Título: Portugal pede demissão após saída de Palocci
Autor: Lu Aiko Otta e Beatriz Abreu
Fonte: O Estado de São Paulo, 28/03/2006, Nacional, p. A12

O presidente Luiz Inácio Lula da Silva escolheu Guido Mantega para o Ministério da Fazenda por causa da amizade pessoal e da lealdade. A escolha, porém, começou ontem a gerar efeitos inesperados e corre o risco de desencadear "operação desembarque"da equipe econômica.

A primeira deserção foi do secretário-executivo da pasta, Murilo Portugal, o "doutor No". Horas depois da saída de Antonio Palocci, ele entregou a Lula carta de demissão "em caráter irrevogável" e não cedeu aos apelos para que ficasse.

Embora tenha ocupado postos estratégicos no governo Fernando Henrique Cardoso, Portugal ganhou a confiança de Palocci. No início, ciceroneou o então ministro em contatos com a comunidade financeira internacional. Palocci até pensou em nomeá-lo para o Banco Central, mas Portugal preferiu ficar no Fundo Monetário Internacional (FMI), onde era o representante do Brasil. Só no ano passado, em meio à crise envolvendo o presidente do BC, Henrique Meirelles, Portugal concordou em transferir-se para Brasília, para ficar como "reserva" para o posto.

Também demitiu-se o assessor especial de Palocci, Marcelo Amorim Netto. Apontado como um dos suspeitos pelo vazamento dos dados bancários do caseiro Francenildo Costa, Netto diz em sua carta que, por ocupar um cargo de "caráter estritamente pessoal e de confiança", pedia demissão.

Também é dado como certo que o secretário do Tesouro Nacional, Joaquim Levy, deixará o governo. Sua saída já era quase uma certeza desde o final do ano passado, quando recebeu convite para ocupar uma vice-presidência do Banco Interamericano de Desenvolvimento (BID). O convite ainda existe, segundo informaram fontes do banco ao correspondente do Estado em Washington, Paulo Sotero.
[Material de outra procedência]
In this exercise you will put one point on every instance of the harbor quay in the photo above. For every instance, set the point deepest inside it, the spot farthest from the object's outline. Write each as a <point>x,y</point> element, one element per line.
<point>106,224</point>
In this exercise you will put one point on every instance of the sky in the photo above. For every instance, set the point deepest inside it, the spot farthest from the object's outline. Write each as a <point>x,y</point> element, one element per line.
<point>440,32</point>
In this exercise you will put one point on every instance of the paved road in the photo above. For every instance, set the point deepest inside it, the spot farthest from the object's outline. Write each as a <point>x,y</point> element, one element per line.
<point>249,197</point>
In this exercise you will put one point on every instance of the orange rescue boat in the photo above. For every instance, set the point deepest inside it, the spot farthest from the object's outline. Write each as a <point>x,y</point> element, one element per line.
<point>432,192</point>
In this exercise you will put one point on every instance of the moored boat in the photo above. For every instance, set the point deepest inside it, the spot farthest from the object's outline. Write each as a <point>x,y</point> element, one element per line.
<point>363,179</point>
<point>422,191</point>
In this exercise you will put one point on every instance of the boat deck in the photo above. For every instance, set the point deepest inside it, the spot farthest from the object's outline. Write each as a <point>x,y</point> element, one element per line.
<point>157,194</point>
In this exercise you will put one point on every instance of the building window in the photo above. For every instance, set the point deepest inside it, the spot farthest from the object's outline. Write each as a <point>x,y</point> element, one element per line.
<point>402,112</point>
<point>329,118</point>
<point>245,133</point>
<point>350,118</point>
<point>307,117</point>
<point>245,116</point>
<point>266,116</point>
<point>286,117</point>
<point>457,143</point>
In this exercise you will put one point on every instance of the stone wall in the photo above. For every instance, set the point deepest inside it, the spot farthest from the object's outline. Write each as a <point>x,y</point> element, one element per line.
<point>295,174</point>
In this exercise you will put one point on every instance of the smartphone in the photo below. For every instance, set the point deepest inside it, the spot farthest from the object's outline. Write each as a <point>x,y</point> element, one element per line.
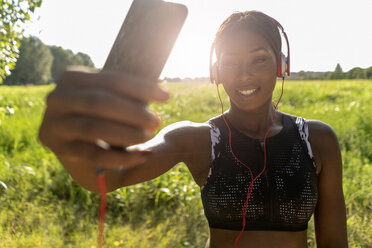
<point>146,38</point>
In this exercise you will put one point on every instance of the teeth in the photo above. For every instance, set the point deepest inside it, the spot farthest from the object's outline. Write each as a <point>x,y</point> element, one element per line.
<point>247,92</point>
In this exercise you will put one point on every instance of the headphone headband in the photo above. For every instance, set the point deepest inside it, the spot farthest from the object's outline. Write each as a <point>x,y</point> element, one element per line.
<point>283,62</point>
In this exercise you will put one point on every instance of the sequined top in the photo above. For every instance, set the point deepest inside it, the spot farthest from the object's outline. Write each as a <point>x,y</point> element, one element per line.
<point>283,197</point>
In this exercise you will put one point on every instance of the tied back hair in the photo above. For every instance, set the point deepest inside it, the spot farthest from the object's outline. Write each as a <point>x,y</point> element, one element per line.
<point>250,21</point>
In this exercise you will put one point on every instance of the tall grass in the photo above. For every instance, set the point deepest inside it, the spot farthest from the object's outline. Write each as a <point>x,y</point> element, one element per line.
<point>42,206</point>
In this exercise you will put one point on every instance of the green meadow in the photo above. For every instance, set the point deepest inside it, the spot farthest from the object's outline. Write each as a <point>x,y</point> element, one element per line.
<point>41,206</point>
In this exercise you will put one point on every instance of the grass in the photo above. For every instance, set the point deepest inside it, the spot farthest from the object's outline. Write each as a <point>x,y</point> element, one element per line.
<point>41,205</point>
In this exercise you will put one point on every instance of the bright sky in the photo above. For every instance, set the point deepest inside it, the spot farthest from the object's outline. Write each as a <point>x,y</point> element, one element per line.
<point>321,33</point>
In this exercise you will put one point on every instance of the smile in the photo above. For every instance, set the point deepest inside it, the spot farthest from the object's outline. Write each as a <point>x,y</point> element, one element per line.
<point>247,92</point>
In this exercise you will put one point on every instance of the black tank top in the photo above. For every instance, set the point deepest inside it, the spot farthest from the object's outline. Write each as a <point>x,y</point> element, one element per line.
<point>283,197</point>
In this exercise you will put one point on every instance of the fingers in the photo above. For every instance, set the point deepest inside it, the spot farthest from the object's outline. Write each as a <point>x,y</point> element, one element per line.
<point>87,153</point>
<point>103,105</point>
<point>118,83</point>
<point>87,129</point>
<point>88,106</point>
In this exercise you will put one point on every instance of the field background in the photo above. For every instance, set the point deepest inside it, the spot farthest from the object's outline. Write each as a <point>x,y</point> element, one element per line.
<point>41,206</point>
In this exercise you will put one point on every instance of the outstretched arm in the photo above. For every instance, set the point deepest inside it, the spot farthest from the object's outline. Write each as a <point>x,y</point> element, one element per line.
<point>330,213</point>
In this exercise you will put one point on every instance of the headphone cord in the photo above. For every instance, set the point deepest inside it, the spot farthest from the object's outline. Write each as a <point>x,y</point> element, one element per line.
<point>245,207</point>
<point>102,211</point>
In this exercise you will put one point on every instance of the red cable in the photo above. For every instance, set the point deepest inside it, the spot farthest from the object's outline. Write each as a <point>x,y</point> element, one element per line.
<point>245,207</point>
<point>102,211</point>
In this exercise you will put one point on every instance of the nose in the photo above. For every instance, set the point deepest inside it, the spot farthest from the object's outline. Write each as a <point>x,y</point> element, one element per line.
<point>245,72</point>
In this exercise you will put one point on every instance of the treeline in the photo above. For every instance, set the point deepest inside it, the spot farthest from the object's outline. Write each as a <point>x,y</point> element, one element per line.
<point>41,64</point>
<point>355,73</point>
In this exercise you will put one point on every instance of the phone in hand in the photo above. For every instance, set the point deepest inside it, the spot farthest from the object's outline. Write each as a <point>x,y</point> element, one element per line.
<point>146,38</point>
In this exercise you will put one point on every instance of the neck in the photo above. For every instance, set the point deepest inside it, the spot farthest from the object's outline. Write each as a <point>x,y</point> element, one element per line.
<point>254,123</point>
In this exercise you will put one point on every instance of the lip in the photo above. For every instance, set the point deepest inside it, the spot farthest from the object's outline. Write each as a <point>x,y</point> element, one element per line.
<point>247,88</point>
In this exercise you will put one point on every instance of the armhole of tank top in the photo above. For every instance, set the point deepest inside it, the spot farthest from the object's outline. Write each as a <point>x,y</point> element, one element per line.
<point>303,129</point>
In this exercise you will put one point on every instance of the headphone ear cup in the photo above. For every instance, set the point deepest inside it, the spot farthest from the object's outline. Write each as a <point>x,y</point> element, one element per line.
<point>214,73</point>
<point>279,72</point>
<point>282,65</point>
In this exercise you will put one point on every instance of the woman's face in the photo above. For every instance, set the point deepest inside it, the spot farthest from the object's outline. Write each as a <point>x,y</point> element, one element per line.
<point>247,68</point>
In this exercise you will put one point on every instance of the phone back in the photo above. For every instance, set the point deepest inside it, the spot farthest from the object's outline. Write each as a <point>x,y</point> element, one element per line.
<point>146,38</point>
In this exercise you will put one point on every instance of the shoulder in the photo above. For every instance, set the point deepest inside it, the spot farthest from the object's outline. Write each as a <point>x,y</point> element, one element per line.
<point>323,141</point>
<point>319,132</point>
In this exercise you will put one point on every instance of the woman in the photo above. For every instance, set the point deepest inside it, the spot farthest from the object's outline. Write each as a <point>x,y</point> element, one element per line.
<point>266,160</point>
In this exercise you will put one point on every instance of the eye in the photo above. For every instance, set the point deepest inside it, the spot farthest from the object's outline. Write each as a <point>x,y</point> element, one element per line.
<point>260,60</point>
<point>230,63</point>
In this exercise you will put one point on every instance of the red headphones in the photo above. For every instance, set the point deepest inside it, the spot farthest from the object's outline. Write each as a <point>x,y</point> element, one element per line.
<point>283,68</point>
<point>283,61</point>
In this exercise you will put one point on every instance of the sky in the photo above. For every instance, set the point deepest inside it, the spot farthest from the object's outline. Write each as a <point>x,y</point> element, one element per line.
<point>321,33</point>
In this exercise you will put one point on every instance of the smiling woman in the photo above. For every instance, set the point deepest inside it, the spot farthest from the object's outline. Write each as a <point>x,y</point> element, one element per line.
<point>262,173</point>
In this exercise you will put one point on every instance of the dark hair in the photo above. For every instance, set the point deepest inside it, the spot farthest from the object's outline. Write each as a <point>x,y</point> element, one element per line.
<point>254,21</point>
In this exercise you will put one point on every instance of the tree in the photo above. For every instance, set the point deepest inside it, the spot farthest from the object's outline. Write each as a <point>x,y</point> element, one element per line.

Com a vinda de Mantega para a Fazenda, Levy tem mais razões para sair. Os dois se envolveram em discussões em torno da Taxa de Juros de Longo Prazo (TJLP) e sobre a política fiscal. Junto com Levy, deve deixar o governo seu adjunto, José Antônio Gragnani, que ocupa posição estratégica, sendo o responsável pela gestão da dívida pública brasileira. Para seu lugar, deverá ser recrutado um operador de mercado.

Nos bastidores, o comentário era que outros secretários que chegaram junto com Palocci também consideravam a hipótese de colocar seus cargos à disposição.

A chegada de Mantega, contundente crítico da condução da política monetária, deverá provocar também mudanças no BC. É pouco provável que o diretor de Política Econômica, Afonso Bevilaqua, apontado como o líder da ala conservadora da diretoria do banco, permaneça. É também o caso do diretor de Assuntos Internacionais, Alexandre Schwartsman. Há dúvidas quanto à permanência do presidente, Henrique Meirelles.